Time Travel Made Easy
Like no other place I have ever been, you can see pre-history emerge from the sand in front of you. You may be the first person in 20,000 years to see the burnt piece of emu egg uncovered in an ancient fireplace.
When humans walked this landscape around 42,000 years ago, it looked very different. A series of large lakes, filled with fish, spread out to the north. Hairy-nosed wombats foraged for food along the lake edges. Even megafauna grazed amongst the forests. Today it is dry, mostly hot and still windy.
Up until about 20,000 years ago, Lake Mungo fluctuated in depth but remained a lake – as it had no outflow. Fish, animals and people were plentiful. The climate began to change with the onset of the last ice age, when it became colder and drier. At this point Lake Mungo began to dry out forever.
There were large claypans as the waters receded. One particular day 20,000 years ago, a group of several adults, adolescents and a few children made their way across a damp claypan. A young child with the group wandered about, as the others walked. The clay captured their movements and perhaps their story.
A day or two later a small group ran across the claypan at speed, perhaps chasing a ’roo. Someone threw a spear, but missed. The spear skidded into the ground. Remarkably, one of the runners only had one leg – leaving a set of right footprints only. The wind blew and sand covered the tracks until they were discovered in 2003.

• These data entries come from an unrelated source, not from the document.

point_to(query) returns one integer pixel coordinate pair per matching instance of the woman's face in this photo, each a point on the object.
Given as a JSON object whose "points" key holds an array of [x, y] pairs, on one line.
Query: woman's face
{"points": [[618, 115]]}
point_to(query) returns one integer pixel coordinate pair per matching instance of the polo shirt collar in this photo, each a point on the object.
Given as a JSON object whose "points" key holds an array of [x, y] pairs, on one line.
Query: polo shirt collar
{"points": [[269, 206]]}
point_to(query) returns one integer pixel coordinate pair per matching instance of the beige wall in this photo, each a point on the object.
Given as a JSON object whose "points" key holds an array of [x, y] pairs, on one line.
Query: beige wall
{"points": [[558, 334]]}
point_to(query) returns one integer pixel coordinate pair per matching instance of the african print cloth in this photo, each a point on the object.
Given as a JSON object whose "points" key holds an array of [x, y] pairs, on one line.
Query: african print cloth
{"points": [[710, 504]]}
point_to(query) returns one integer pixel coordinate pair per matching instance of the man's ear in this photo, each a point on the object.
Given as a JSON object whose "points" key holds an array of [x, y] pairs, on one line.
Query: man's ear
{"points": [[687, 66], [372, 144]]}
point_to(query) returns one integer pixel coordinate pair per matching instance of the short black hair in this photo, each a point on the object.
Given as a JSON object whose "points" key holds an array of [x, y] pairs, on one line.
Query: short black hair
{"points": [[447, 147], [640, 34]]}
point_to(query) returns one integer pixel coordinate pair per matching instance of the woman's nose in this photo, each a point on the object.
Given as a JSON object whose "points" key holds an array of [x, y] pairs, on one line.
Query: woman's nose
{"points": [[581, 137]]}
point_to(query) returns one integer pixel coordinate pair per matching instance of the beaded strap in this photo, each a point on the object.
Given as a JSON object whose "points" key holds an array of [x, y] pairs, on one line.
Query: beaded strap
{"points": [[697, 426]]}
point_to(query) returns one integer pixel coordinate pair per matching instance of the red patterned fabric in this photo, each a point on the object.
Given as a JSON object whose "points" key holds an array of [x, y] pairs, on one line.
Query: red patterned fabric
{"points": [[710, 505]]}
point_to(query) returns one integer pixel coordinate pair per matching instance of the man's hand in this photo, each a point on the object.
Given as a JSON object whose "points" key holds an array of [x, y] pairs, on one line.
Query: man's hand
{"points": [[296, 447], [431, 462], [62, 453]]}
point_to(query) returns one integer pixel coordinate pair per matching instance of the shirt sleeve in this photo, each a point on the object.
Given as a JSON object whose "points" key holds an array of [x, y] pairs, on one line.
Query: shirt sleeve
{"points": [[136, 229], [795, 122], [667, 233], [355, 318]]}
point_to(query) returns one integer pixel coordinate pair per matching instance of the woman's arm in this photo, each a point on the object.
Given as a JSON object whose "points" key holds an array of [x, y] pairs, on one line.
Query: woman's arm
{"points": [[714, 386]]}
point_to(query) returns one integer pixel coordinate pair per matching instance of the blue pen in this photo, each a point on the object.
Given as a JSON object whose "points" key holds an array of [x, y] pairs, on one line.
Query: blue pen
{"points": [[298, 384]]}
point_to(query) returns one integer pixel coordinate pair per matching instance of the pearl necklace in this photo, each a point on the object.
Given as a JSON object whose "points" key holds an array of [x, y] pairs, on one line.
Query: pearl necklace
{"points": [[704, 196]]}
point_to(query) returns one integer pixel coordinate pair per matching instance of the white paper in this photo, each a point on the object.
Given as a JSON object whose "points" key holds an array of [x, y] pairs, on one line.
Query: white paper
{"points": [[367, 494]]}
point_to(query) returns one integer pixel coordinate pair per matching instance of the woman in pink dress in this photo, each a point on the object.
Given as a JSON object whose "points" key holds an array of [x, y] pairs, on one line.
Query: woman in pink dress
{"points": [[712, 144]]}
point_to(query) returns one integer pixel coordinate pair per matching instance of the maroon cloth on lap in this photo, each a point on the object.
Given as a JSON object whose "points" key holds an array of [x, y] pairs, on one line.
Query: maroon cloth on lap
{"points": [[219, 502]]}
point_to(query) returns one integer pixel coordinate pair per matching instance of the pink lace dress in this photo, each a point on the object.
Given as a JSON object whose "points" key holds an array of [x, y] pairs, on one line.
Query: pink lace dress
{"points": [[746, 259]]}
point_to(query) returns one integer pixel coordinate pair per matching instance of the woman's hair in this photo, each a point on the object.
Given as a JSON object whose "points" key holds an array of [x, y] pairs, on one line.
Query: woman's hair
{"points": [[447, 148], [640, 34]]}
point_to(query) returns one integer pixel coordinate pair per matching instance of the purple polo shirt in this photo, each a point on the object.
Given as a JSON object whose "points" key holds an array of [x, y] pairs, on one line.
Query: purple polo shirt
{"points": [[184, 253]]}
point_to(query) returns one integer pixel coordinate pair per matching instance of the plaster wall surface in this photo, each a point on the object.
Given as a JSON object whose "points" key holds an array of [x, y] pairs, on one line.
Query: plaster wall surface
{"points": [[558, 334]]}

There were at least 25 individuals and around 500 prints, making this the largest collection of human footprints in the Pleistocene age anywhere in the world. After three years of study, the prints were covered with sand again so they could remain intact. Moulds of the original prints have been made and arranged as concrete tiles near the visitors’ centre.
A Lady and a Man
Even before the footprints were left, there had been generations upon generations of people living next to Lake Mungo. A particular lady had lived, and then died, here. She was cremated and the remaining bones crushed, burned again, then buried. In 1967 her remains were discovered. This is Mungo Lady.
Around the same time as Mungo Lady lived, there had been a man who was about 170cm tall. He had developed arthritis and his teeth had become worn and scratched. His right elbow was particularly damaged, probably from many years of spear throwing with a woomera. He was about 50 when he died and his family carefully buried him in the dunes, sprinkling him with red ochre. This was Mungo Man.
Both Mungo Lady and Mungo Man have been reliably dated to be up to 42,000 years old. This discovery has revolutionised the modern view of how ancient human migration took place. Three tribal groups – the Paakantji, Ngyiampaa and Mutthi Mutthi people – welcome visitors to Mungo. They wish to share their ancestors’ stories and heritage.
In contrast, Europeans settled the Willandra Lakes area only 170 years ago. In those early days of white settlement, the sheep and cattle runs were huge. The large Mungo Woolshed was built in 1869 to shear the enormous numbers of sheep. At around this time there was an influx of Chinese labourers from the goldfields.
Up until this point, many of the local Aboriginal people had worked on the extensive properties. Eventually they were displaced again and sent away to missions. The 1920s saw the subdivision of many of the old runs for veterans of WWI. That didn’t work out so well as the land had been overstocked and heavily affected by rabbits and drought.
The first tourists are thought to have begun to arrive in 1965 to visit the Walls of China. Tourists were then able to drive their vehicles wherever they chose, as the unique nature of the Walls of China was not fully understood. Today the area is protected by a collection of groups in a cooperative effort with Mungo now recognised as both a National Park and a World Heritage area.
21st Century Visitors
For us, there is lot to see and take in. It would be wise to stay overnight (maybe even a couple of nights). To walk amongst the Walls of China and see pre-history first-hand, you will need to book onto a tour with the local Aboriginal guides. This can easily been done through the NSW National Parks and Wildlife Service.
Camping options are good with two campgrounds available. Most people will use Main Camp as it is easy to get to and close to the visitors’ centre, Mungo Woolshed and a couple of walks. There are showers and flushing toilets at the visitors’ centre.
Belah Camp is on the other side of Lake Mungo and is more suited to those who want a secluded campsite. There are pit toilets and tables but fires are not permitted. If you have been travelling a while, the Mungo Shearers Quarters are available (with five rooms) next to the visitors’ centre.
This was a place that I had wanted to get to since I first heard about the discovery of Mungo Lady many years ago. It was a unique experience that doesn’t have parallels anywhere else in Australia. If you like time travel, this is the place for you.
Nearest town: Pooncarie
When to go: Any time you can, but summer can get pretty hot.
Accommodation: Two campgrounds available with Main Camp having the best facilities and Belah Camp for solitude. Shearers Quarters are also available next to the visitors’ centre.
Difficulty: All the roads are unsealed and 2WD in the dry. Rain will potentially close these roads, so best to check before going.